Location: Charlottesville, VA

Join Date: May 2011
Posts: 112
Question cuffdiff: use merged.gtf from cuffmerge or combined.gtf from cuffcompare?

Dear community,

A similar question was asked here previously and no answers were posted. I'll expand that question.

I'm trying to better understand the cufflinks --> cuffdiff workflow. Once I run cufflinks on each of my .bam files (from tophat), I have a separate .gtf assembly for each sample. To run cuffdiff I need a single unified .gtf file of my assembled transcripts.

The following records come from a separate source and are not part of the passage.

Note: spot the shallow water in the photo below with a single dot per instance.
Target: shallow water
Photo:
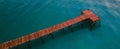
(22, 17)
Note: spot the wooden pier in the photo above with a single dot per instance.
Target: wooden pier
(86, 14)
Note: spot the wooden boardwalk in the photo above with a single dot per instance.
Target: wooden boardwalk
(86, 14)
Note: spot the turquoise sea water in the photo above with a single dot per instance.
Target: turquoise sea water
(22, 17)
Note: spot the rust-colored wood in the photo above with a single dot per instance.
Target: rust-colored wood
(87, 14)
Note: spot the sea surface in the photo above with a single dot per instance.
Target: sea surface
(22, 17)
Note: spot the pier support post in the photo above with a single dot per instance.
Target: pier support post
(52, 36)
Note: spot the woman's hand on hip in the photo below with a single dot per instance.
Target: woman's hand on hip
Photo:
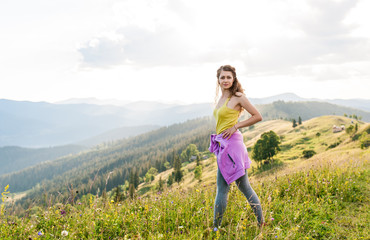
(229, 132)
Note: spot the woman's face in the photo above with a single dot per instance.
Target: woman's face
(226, 79)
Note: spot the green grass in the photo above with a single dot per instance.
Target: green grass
(328, 201)
(323, 197)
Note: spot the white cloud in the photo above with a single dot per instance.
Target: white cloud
(86, 46)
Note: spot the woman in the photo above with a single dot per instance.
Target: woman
(228, 145)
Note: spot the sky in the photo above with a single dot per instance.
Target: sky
(170, 50)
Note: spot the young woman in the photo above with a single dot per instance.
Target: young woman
(228, 145)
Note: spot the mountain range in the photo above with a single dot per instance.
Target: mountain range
(90, 121)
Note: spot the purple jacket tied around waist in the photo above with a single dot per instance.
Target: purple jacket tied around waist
(232, 155)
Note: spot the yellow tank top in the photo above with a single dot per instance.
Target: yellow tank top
(225, 117)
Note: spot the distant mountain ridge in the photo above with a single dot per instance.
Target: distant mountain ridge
(42, 124)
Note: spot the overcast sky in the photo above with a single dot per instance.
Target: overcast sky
(170, 50)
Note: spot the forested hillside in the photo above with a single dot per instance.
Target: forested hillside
(307, 110)
(108, 165)
(16, 158)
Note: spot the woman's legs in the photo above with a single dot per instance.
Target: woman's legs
(245, 187)
(221, 199)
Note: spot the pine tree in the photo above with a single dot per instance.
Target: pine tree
(177, 168)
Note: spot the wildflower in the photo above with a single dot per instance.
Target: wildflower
(64, 233)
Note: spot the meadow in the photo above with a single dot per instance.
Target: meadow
(323, 197)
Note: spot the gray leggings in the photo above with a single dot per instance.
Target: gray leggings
(221, 198)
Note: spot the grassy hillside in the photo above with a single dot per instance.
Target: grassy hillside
(13, 159)
(323, 197)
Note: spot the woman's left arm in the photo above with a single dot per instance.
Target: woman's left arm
(256, 117)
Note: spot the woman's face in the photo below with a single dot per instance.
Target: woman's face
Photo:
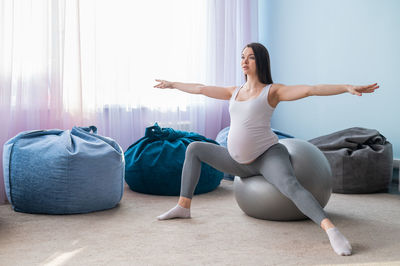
(248, 62)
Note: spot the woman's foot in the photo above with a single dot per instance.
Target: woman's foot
(176, 212)
(339, 242)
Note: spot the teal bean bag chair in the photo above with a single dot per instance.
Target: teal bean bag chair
(154, 163)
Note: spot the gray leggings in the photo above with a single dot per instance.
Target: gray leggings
(274, 164)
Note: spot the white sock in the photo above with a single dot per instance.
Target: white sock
(339, 242)
(176, 212)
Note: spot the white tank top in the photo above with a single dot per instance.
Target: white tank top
(250, 133)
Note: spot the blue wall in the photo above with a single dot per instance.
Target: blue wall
(334, 42)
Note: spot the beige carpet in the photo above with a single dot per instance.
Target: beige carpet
(219, 233)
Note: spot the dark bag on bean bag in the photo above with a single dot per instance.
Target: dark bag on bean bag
(361, 160)
(154, 163)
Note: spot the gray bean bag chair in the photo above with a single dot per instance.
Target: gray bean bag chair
(361, 160)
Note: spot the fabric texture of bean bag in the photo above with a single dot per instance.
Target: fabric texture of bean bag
(361, 160)
(154, 163)
(63, 172)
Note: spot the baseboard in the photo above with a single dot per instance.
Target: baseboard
(396, 163)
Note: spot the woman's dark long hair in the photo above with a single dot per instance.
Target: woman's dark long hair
(262, 62)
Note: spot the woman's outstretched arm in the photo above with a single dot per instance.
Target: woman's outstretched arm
(222, 93)
(290, 93)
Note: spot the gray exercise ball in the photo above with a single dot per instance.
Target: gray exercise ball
(259, 199)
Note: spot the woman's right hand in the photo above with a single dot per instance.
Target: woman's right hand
(163, 84)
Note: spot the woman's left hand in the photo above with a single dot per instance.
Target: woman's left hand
(359, 90)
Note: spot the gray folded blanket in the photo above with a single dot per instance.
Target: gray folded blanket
(361, 160)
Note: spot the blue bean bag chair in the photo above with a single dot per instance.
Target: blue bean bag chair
(63, 172)
(222, 139)
(154, 163)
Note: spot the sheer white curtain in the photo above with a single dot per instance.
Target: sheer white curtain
(231, 25)
(93, 62)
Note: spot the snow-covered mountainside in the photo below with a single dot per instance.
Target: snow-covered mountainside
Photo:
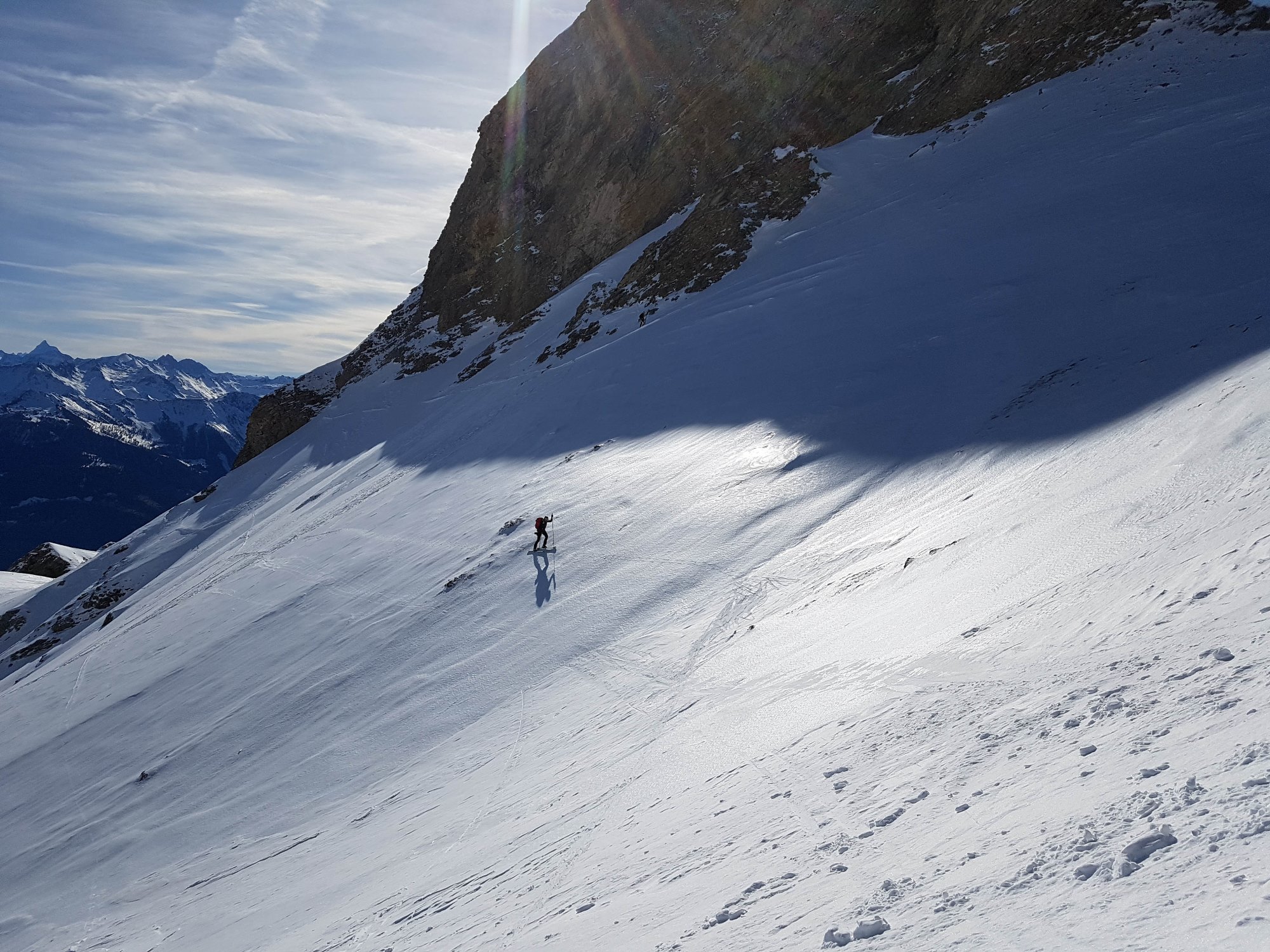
(907, 587)
(51, 560)
(92, 449)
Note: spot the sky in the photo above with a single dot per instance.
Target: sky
(250, 183)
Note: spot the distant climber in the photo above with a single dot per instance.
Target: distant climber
(540, 531)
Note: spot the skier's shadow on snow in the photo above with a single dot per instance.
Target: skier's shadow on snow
(543, 585)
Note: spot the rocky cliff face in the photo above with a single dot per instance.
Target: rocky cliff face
(645, 107)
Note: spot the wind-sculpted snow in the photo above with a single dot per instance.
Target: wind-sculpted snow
(909, 588)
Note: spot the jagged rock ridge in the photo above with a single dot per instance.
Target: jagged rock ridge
(645, 107)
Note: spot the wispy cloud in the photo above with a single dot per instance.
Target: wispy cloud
(251, 185)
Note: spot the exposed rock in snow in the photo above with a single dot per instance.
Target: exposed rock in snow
(1045, 338)
(51, 560)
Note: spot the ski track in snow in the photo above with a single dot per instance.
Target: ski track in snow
(810, 662)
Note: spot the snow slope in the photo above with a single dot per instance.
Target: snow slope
(914, 572)
(17, 588)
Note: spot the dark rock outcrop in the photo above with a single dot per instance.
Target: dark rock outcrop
(643, 107)
(50, 562)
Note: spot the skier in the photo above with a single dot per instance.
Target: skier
(540, 531)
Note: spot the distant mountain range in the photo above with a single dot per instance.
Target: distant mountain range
(91, 449)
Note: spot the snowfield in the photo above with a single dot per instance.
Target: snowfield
(909, 588)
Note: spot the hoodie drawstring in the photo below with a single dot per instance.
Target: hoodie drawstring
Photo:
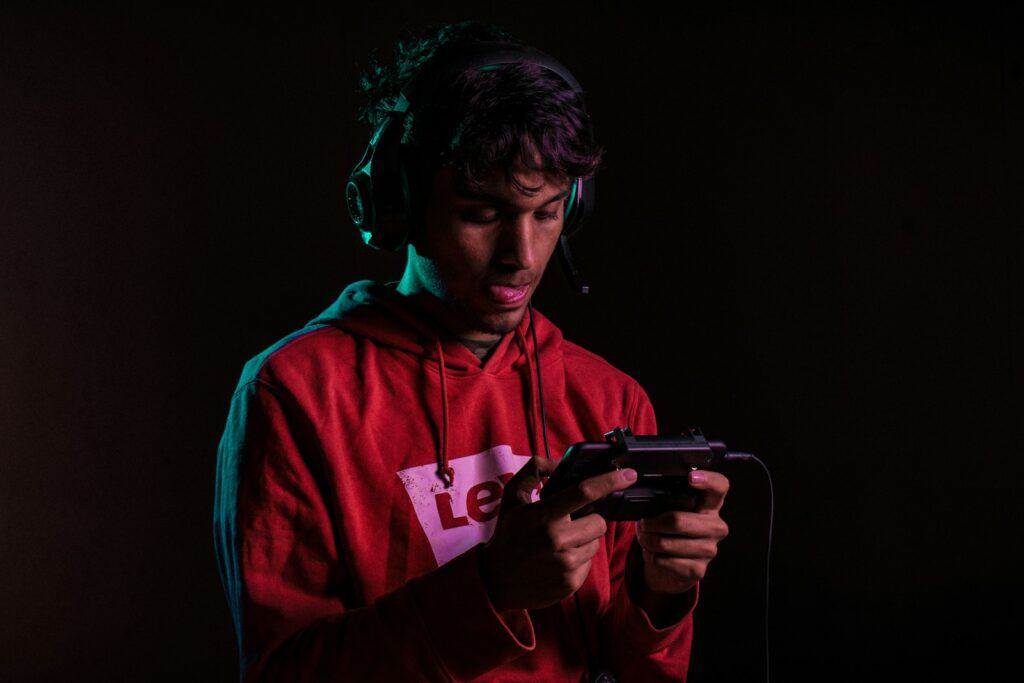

So should I use the merged.gtf file produced by cuffmerge or the combined.gtf file produced by cuffcompare? How are these two files different, and what would be the downstream effect of using one or the other for differential expression in cuffdiff?

EDIT: Or would a better workflow be to forego cuffmerge/cuffcompare altogether in favor of running cufflinks on a merge of all the .bam files to generate a single assembly that maximizes assembly accuracy, and use this as the "reference" for cuffdiff? (E.g. samtools merge)

More info:

When running cuffmerge I run into a problem described here previously but not fully resolved ("/lib64/libz.so.1: no version information available" and "File ./merged_asm/tmp/mergeSam_fileBpOwTS doesn't appear to be a valid BAM file"). Cuffmerge still produced the merged.gtf file, but I'm concerned about continuing with cuffdiff without knowing what these cuffmerge errors are about. I have no problem running cuffcompare to get a combined.gtf file.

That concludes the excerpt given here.